The Experts Spouting Gloom and Doom are Wrong

by Archie M. Richards, Jr.
August 13, 2007

Some so-called experts are spouting gloom and doom. They're dead wrong. Here are their opinions and my responses. Most of this column is based on a recent article in the Wall Street Journal by Mr. David Malpass, an economist I highly respect:

  • In 2007, adjustable-rate mortgages amounting to $500 billion are scheduled for increases in their interest rates. This could strangle the economy.

    Nonsense! A rise of 2 percentage points in the interest rates of those loans amounts to $10 billion in added payments. But during the last 12 months, the wages of nonsupervisory workers increased by $296 billion. In comparison, $10 billion is peanuts. Of course those people who obtained mortgages with no downpayments and low up-front payments may lose their houses and become renters again. But U.S. wage earners overall can handle $10 billion of added costs.

  • Mortgages surged in 2004 and 2005, and the money was spent on consumer goods. With this source of extra cash gone, consumer spending will weaken.

    Your facts are wrong. The growth of consumption remained steady. The extra mortgage money was not spent on consumer goods. Instead, it poured into stocks, bonds, and checking accounts. It also slowed the growth of automobile and credit-card debt, all of which is healthy.

  • The inventory of unsold homes is huge.

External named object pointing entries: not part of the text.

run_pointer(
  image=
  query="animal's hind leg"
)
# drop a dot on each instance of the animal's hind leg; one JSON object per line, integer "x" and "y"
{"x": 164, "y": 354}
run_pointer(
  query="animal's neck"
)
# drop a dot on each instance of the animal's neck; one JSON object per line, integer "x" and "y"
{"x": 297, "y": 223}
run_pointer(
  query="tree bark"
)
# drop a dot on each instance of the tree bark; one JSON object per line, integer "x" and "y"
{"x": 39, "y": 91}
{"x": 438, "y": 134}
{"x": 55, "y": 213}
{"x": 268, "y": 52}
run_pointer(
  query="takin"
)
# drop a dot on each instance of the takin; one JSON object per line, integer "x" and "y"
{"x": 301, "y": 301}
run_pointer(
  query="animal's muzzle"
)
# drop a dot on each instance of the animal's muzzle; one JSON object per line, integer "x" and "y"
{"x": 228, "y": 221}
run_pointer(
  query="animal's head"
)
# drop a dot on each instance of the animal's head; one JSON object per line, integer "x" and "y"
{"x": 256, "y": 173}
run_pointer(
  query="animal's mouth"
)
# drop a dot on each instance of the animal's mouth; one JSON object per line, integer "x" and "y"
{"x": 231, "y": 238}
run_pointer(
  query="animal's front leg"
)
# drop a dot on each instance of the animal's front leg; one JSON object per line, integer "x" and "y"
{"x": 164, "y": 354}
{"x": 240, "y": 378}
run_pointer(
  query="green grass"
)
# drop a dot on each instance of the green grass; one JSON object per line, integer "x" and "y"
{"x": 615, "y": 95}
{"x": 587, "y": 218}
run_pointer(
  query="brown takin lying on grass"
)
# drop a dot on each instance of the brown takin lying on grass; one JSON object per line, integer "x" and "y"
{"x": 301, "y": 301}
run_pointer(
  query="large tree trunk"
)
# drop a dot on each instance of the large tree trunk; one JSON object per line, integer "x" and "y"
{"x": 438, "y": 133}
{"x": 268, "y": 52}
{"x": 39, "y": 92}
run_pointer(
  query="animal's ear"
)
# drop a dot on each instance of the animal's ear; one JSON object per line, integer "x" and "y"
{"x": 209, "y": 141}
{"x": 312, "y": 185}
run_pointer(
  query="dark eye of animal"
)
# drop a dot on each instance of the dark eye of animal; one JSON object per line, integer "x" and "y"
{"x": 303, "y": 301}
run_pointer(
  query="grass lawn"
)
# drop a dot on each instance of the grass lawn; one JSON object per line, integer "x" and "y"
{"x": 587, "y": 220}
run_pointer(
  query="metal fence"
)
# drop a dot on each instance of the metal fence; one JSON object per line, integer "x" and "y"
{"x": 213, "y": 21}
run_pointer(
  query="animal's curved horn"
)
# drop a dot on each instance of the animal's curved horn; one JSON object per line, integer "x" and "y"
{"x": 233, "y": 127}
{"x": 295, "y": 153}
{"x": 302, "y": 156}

    Wrong again. The June inventory amounts to 7.4 months of average sales in 2007. This is only 10 percent higher than the average inventory from 1980 to 1995. During 1996 to 2005, the inventories of unsold homes were unnaturally low because of the super-low mortgage rates and the 1997 cut in capital gains taxes on home sales. The inventory levels of those years shouldn't be compared with those of today.

  • Job growth has depended on heavy housing construction. With this construction gone, the economy will weaken.

    Don't bet on it. During the 2nd quarter of 2007, residential construction was 4 percent of the Gross Domestic Product (GDP), the same level that prevailed in the 1990s. Residential construction boomed in 2004 and 2005 and declined sharply in 2006. But the 2006 weakness was more than offset by strength in commercial construction. Overall, construction is now adding to the economy, not detracting from it.

  • 37 percent of net new jobs have been in housing. With those jobs disappearing, the economy will suffer.

    Your 37-percent number is valid only if you count the years that included the 2001 recession. Including those years is inappropriate, because housing jobs during the recession grew while other jobs declined. After the recession, from 2003 to the present, housing jobs have totaled only 5.3 percent of net new jobs. Included in that percentage as part of the housing industry are not only the jobs in residential construction, but also those in real estate brokerage, mortgage brokerage, and mortgage banking. This low a percentage does not signal an economic downturn.

  • The current housing bust is similar to the credit slowdown that occurred after the severe Asian crisis of 1997-1998 and will have the same effect now.

    Baloney! The prior period was truly a crisis for emerging markets. But most of those nations are now booming, and all around the world unemployment rates falling. The reasons? The end of the cold war led to an enormous increase in world trade, globalization has brought big increases in corporate profits, governments have responded to the competitive pressures by cutting tax rates, and technology has increased the mobility of capital, enabling it to flow where the profit potential is greatest. Overall, the prospects for economic growth overseas are terrific.

There's more good news, as follows:

  • Most U.S. companies have unusually clean balance sheets.

  • With profitability high and interest rates low, companies are well positioned to borrow to build productive resources.

  • Mergers, acquisitions, and buy-backs are reducing the supply of common stocks.

  • A gridlocked Congress is unlikely to do much damage.

America's current housing and mortgage problems are anything but a crisis. Instead, the boom will continue, probably for years.